The Jones & Collins Astoria Hot Eight were an American jazz band.

The Jones & Collins Astoria Hot Eight were led by cornetist Lee Collins and tenor saxophonist David Jones. They took their name from the "Astoria Gardens" the dance hall room of the Astoria Hotel on Rampart Street in New Orleans where they were the house band in 1928 and 1929. The group included a number of noted New Orleans jazz musicians in its relatively short life.

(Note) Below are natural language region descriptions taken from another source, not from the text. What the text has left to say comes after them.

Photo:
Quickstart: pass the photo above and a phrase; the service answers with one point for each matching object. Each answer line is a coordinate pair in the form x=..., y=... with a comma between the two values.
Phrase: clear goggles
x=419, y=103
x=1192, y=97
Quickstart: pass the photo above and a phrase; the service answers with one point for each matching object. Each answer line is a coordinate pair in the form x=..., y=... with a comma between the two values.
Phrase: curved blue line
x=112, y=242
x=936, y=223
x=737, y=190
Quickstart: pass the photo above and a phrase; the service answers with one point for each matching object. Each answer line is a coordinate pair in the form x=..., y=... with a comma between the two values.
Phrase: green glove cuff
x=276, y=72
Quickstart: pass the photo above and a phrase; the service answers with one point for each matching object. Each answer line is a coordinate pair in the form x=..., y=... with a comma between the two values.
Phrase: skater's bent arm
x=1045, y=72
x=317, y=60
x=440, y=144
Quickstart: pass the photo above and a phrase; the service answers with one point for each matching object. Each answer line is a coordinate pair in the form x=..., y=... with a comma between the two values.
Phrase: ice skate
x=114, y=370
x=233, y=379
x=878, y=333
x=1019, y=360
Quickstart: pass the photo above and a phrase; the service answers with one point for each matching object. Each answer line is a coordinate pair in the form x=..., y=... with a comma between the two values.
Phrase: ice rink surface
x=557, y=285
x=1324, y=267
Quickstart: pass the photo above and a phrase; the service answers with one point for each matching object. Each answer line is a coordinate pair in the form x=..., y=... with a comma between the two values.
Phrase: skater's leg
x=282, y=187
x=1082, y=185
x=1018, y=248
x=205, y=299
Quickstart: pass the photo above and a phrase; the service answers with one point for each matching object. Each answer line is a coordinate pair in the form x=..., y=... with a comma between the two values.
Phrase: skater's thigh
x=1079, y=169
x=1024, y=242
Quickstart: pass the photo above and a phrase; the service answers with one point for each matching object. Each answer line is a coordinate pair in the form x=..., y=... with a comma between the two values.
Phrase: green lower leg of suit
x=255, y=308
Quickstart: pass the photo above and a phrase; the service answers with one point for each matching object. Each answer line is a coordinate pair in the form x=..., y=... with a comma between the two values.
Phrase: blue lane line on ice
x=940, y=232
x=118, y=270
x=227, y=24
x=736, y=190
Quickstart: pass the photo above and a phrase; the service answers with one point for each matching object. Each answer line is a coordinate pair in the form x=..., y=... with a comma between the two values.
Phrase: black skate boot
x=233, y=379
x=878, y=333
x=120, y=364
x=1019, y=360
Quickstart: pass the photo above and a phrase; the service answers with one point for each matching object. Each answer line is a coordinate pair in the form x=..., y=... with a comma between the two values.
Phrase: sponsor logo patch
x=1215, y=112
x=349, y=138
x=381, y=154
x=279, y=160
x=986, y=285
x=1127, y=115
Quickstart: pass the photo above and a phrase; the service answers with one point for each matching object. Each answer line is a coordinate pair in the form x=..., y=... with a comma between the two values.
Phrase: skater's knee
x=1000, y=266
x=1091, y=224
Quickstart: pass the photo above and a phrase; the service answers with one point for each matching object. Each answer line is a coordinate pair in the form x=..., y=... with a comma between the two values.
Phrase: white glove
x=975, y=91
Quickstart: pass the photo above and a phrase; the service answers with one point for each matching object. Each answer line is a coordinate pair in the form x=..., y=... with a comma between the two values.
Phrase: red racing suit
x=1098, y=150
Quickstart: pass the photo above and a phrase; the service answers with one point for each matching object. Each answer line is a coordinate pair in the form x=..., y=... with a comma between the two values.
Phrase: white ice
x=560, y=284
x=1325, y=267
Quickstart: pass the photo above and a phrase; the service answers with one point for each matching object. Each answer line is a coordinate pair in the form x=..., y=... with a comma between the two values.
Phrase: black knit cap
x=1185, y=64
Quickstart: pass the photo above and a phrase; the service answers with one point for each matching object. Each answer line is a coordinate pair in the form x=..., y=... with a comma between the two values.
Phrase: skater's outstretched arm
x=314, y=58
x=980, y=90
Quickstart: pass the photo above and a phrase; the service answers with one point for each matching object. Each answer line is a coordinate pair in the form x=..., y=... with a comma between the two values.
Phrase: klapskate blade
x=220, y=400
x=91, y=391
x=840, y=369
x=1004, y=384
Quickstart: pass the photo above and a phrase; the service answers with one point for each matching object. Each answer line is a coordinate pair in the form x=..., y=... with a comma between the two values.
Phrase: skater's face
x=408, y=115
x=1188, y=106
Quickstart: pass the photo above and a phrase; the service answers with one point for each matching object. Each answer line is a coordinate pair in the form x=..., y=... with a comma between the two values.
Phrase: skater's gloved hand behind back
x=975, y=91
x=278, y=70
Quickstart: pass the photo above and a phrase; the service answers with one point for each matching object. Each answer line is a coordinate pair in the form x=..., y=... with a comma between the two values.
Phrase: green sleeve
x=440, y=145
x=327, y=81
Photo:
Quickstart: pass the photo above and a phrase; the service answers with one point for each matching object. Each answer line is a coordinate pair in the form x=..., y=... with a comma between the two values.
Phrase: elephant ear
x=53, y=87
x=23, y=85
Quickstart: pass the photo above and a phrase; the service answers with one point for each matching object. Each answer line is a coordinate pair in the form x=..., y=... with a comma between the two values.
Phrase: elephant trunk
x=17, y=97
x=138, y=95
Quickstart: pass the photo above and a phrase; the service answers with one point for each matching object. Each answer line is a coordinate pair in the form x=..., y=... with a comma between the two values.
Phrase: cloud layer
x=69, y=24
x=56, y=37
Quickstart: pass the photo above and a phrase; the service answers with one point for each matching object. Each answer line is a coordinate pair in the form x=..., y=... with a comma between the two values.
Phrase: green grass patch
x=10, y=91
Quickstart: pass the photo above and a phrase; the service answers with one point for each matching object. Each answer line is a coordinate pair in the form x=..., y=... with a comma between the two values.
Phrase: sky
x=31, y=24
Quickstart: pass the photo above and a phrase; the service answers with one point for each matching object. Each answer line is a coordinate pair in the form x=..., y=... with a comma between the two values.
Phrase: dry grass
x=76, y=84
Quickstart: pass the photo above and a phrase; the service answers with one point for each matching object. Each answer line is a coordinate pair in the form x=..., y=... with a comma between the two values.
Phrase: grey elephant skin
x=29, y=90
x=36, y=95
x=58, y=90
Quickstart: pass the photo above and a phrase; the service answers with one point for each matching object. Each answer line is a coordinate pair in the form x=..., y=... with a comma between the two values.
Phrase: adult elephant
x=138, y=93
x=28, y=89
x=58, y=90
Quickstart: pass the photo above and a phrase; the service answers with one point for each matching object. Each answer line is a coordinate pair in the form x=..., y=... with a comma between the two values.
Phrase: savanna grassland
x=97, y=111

The ensemble recorded only once, doing a session at the Italian Hall in New Orleans on November 15, 1929 [some sources list December 15, 1929]. A total of four sides were released from these sessions: "Astoria Strut" b/w "Duet Stomp", issued on Victor Records, and "Damp Weather" b/w "Tip Easy Blues", issued on Bluebird Records.  Alternative takes of Damp Weather and Tip Easy Blues survived to appear on reissues decades later.

Members
Lee Collins - cornet
David Jones - tenor saxophone
Nat Story - trombone (does not play on the recording)
Big Eye Louis Nelson - clarinet (does not play on the recording)
Sidney Arodin - clarinet; substituting for Nelson on the recording session.
Theodore Purnell - alto saxophone
Joseph Robichaux - piano
Emanuel Sayles - banjo
Al Morgan - double bass
Joe Strode (Joe Stouger) - drums

References

Mike Hazeldine, "Jones and Collins Astoria Hot Eight". Grove Jazz online.